Assange has appealed his pending extradition to the US, where he faces up to 175 years in prison on charges of violating the Espionage Act. The charges stem from Wikileaks’ publication of a trove of secret documents leaked by US Army intelligence analyst and whistleblower Chelsea (formerly Bradley) Manning in 2010, which dealt with the wars in Afghanistan and Iraq.
The Wikileaks publisher has been imprisoned in Belmarsh since 2019, when he was expelled from the Ecuadorian embassy in London where he had lived for seven years. Assange was granted political asylum and later Ecuadorian citizenship, both of which were revoked ahead of his arrest.
While Caroline Kennedy, the US ambassador to Australia, hinted in August that Washington might consider a plea deal allowing Assange to return to his home country if he pleaded guilty to lesser charges, legal experts have pointed out that any such deal would almost certainly require him to travel to the US for a formal admission of guilt – a condition he is unlikely to accept.

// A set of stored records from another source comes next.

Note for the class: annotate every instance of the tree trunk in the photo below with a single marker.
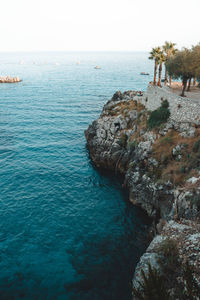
(155, 72)
(160, 73)
(189, 84)
(184, 87)
(166, 75)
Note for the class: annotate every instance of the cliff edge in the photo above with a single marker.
(160, 162)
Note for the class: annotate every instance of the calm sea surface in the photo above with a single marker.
(67, 231)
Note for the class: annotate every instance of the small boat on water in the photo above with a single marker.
(144, 73)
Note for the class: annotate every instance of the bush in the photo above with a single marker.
(152, 286)
(168, 249)
(159, 116)
(196, 147)
(165, 104)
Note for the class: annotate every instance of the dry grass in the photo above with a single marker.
(172, 169)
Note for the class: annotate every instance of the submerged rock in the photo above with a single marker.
(155, 165)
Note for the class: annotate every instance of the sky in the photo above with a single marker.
(97, 25)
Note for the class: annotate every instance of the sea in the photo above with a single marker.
(67, 229)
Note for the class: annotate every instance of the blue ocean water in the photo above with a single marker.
(67, 230)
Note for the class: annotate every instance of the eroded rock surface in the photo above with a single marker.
(161, 168)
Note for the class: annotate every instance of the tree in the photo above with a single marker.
(155, 55)
(181, 66)
(169, 51)
(196, 61)
(162, 59)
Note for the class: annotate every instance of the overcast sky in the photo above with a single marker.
(98, 25)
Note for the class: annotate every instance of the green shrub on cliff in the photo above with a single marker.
(152, 286)
(123, 140)
(196, 147)
(159, 116)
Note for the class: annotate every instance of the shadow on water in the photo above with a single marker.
(105, 265)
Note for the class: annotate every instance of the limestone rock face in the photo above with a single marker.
(120, 141)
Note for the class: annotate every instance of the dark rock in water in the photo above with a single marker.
(117, 96)
(121, 141)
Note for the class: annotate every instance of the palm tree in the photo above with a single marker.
(162, 59)
(169, 51)
(155, 55)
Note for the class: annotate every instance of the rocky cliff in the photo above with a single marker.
(160, 165)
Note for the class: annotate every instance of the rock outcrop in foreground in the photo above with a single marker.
(161, 169)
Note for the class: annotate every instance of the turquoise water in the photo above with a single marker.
(67, 231)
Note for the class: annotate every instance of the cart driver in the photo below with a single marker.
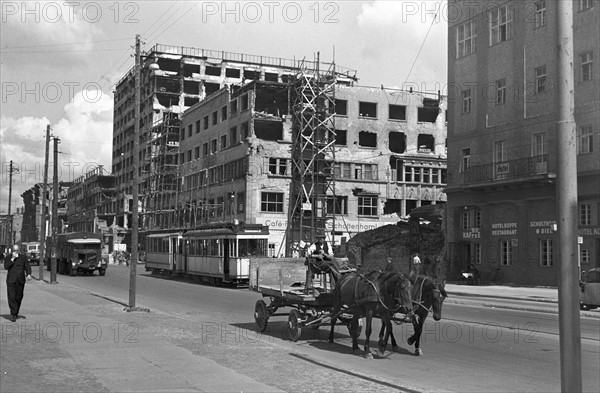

Additionally, US Secretary of State Antony Blinken has shown no signs of relenting in pursuit of the publisher, recently rejecting overtures from Canberra with the explanation that Assange’s actions had “risked very serious harm to our national security, to the benefit of our adversaries, and put named human sources at grave risk of physical harm, grave risk of detention.”
Members of Congress hailing from both parties have petitioned the presidential administration of Joe Biden to drop the extradition request and abandon the prosecution of Assange.